This issue tracker has been migrated to GitHub, and is currently read-only.
For more information, see the GitHub FAQs in the Python's Developer Guide.

classification
Title: argparse documentation contrasting nargs '*' vs. '+' is misleading
Type: Stage: resolved
Components: Versions:
process
Status: closed Resolution: not a bug
Dependencies: Superseder:
Assigned To: Nosy List: paul.j3, rhettinger, vreuter
Priority: normal Keywords:

Created on 2021-04-16 20:35 by vreuter, last changed 2022-04-11 14:59 by admin. This issue is now closed.

Messages (7)
msg391255 - (view) Author: Vince Reuter (vreuter) * Date: 2021-04-16 20:35
Standard library docs for argparse, at https://docs.python.org/3/library/argparse.html#nargs, suggest that setting nargs='+' differs from nargs='*' in that the former will raise a parsing error when the argument's omitted while the latter will not. In other words, nargs='+' sounds like it's distinguished from nargs='*' by virtue of implicitly making `required=True`. This implication isn't valid when the option name has a double-hyphen prefix, though: no argument parsing error is thrown for a double-hyphen-prefix-named option, even with `nargs='+'`. The docs neglect to mention this qualification that prevents `nargs='+'` from implicitly making the option required. Originally noticed while using a port of the library to R: https://github.com/trevorld/r-argparse/issues/31
msg391256 - (view) Author: Vince Reuter (vreuter) * Date: 2021-04-16 20:39
Here's the docs excerpt that seems misleading:
"""
'+'. Just like '*', all command-line args present are gathered into a list. Additionally, an error message will be generated if there wasn’t at least one command-line argument present.
"""
msg391319 - (view) Author: Raymond Hettinger (rhettinger) * (Python committer) Date: 2021-04-18 04:06
For me, it is the opposite.  I would have been completely surprised if setting nargs caused an optional argument to become required.  

The "nargs" parameter is entirely about the number of data arguments, not about the option itself.   When nargs=1, then one datum is expected.  When nargs=2, two are expected.  The "+" means one or more.  The "*" means two or more.

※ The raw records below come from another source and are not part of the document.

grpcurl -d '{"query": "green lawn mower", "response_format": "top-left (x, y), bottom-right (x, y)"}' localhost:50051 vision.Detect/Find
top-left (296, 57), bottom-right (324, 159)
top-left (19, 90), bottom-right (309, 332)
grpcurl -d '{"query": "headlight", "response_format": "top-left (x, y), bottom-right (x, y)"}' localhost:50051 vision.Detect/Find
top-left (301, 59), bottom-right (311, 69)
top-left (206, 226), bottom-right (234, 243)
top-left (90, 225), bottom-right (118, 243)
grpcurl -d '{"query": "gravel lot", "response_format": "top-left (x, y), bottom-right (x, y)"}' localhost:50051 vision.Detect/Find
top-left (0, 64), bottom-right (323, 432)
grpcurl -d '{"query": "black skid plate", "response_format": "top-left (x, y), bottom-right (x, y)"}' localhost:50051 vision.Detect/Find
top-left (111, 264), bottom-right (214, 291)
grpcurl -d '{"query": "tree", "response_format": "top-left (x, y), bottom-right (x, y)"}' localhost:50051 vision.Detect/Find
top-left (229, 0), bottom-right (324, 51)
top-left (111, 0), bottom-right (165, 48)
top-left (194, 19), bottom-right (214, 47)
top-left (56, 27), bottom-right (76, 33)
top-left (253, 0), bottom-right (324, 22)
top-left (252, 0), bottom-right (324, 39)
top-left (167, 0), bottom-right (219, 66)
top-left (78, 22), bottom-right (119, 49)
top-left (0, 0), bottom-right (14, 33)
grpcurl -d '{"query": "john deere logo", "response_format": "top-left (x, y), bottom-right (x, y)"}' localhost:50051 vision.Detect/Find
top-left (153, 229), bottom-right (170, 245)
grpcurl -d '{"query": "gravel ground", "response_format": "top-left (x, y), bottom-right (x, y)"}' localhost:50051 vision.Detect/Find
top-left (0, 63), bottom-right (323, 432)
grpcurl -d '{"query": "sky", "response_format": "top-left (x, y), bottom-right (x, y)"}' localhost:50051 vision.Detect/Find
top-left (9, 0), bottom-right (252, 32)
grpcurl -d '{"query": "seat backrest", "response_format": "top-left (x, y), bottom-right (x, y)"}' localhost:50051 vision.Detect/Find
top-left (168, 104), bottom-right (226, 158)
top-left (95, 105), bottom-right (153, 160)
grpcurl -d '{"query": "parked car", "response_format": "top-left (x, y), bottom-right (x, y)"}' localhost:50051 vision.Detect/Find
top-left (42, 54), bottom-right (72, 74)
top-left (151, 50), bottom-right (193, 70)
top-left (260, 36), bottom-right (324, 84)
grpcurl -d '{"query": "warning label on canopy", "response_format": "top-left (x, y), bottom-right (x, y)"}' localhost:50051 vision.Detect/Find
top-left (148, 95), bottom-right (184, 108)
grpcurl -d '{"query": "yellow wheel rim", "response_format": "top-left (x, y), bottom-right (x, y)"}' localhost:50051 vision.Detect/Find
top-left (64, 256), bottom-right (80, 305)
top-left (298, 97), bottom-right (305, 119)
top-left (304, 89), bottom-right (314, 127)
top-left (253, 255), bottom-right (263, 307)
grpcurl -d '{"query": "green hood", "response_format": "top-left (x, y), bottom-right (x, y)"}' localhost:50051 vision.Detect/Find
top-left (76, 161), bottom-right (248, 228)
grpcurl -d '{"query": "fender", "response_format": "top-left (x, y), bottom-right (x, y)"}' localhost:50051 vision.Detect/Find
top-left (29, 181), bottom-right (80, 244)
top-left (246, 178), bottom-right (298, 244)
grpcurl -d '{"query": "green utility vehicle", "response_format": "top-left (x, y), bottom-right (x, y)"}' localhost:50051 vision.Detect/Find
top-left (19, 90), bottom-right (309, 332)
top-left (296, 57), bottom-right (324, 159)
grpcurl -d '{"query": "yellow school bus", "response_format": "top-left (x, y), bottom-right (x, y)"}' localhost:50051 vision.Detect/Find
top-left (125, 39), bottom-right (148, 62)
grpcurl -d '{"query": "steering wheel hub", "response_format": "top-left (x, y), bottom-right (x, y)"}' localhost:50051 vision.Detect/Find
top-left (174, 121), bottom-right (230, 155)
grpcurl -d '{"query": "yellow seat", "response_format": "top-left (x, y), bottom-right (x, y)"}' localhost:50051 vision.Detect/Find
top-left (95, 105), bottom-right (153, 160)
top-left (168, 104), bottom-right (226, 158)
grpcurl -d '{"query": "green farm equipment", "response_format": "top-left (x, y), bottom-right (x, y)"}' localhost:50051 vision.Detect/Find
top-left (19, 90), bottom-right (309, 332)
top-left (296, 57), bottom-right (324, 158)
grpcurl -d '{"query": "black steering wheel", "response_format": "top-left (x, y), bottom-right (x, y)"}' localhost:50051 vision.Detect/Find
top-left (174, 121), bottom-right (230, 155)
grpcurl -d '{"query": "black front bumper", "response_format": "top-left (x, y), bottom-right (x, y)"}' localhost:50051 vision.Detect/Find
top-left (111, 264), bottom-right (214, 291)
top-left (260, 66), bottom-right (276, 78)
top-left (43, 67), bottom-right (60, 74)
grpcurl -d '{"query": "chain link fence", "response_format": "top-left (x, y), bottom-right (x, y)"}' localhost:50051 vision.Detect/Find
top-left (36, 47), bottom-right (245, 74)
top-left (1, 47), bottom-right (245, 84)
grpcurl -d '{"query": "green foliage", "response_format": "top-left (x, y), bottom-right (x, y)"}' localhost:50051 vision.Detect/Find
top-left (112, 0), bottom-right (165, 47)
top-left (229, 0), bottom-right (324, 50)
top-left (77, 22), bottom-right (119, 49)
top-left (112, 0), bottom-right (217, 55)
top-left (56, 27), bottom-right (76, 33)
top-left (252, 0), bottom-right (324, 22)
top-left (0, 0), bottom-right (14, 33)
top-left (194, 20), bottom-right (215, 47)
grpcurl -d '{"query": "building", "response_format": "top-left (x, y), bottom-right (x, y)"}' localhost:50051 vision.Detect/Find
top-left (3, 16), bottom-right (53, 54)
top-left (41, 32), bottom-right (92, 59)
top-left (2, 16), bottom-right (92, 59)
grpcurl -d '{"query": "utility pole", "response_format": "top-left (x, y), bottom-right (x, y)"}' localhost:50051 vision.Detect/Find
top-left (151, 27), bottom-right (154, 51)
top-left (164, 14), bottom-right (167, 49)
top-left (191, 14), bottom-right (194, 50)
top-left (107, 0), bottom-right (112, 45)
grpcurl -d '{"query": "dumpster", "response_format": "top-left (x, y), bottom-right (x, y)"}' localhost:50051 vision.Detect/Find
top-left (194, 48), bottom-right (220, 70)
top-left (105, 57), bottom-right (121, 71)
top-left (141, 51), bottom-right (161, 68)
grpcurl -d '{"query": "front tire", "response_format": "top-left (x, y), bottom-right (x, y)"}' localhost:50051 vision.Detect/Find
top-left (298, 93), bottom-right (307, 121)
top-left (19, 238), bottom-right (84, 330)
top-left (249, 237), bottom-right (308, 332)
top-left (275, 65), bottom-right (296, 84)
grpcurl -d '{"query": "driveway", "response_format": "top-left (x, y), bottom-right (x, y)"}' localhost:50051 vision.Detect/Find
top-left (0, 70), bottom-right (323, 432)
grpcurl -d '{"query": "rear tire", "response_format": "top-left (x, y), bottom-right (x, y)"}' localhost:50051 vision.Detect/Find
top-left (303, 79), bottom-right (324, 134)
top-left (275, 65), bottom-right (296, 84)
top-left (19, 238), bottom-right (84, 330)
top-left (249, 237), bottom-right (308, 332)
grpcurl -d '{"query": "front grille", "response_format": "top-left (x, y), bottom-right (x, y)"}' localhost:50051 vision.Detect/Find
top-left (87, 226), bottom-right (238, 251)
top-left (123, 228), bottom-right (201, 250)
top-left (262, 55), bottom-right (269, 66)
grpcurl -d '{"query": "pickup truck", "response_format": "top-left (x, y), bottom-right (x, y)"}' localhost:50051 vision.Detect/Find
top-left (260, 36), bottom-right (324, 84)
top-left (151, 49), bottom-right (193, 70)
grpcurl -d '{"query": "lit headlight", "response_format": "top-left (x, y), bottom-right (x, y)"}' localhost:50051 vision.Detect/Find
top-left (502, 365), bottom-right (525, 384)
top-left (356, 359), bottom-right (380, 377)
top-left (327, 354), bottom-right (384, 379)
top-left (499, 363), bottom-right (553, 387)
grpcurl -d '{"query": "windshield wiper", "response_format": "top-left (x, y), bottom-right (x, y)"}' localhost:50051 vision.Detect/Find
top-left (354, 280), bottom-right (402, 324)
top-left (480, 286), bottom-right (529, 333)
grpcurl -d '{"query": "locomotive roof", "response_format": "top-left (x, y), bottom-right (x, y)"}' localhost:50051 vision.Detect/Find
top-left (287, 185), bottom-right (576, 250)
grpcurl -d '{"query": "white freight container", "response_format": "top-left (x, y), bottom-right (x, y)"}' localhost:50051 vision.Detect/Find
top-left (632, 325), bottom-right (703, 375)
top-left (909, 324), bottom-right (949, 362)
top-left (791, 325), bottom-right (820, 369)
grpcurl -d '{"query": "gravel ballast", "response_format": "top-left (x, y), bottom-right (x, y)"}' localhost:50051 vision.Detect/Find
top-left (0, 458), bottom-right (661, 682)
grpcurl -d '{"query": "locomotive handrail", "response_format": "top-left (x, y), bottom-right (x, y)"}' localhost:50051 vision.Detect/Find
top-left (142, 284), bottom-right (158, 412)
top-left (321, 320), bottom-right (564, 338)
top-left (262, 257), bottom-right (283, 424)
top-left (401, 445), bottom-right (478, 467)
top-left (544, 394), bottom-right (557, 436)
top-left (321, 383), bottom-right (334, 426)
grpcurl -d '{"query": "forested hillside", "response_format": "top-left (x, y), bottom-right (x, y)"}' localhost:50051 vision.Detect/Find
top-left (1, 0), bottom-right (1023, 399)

Sorry you got confused, but I don't think this is a documentation problem.  We have multiple examples of using nargs as intended.
msg391320 - (view) Author: Vince Reuter (vreuter) * Date: 2021-04-18 04:25
Got it, I see. I guess I'd prefer to be able to control the expectation about argument number through the keyword, without changing the option name, but I understand if the other way (as implemented) is preferred. Can you clarify, though, or direct me in the docs, the distinction in the number expectation between "one or more" vs. "two or more?" What does it mean for "two or more" to be expected (for nargs='*') if there's no parse error thrown even when the option's entirely omitted?
msg391321 - (view) Author: Vince Reuter (vreuter) * Date: 2021-04-18 04:52
There are two small related issues, but I'm not sure how they relate and/or if they've been addressed previously, so I'm sorry for duplicate messaging if that's the case.

1. If it's the case that absent an explicit `required=<bool>` statement, the option name prefix (hyphen(s) or not) determines whether the option's required, then it seems contradictory to have nargs='*' make a positional arg behave as if it's optional (i.e., no parse error if omitted).

2. Prefixing the option name with hyphen(s) seems to remove any distinction between `nargs='*'` and `nargs='+'` (at least without passing anything explicit about required)
msg391322 - (view) Author: Vince Reuter (vreuter) * Date: 2021-04-18 05:26
Looking a bit more at the examples in the "nargs" section of the argparse docs, and on the rest of that page, I think I see the intended usage pattern emerging. nargs='*' is only ever used on that page with an optional (by prefix) option, or with the last positional defined. Conversely, nargs='+' (or "+") is only used with a positional or with an optional that's paired with action="extend". 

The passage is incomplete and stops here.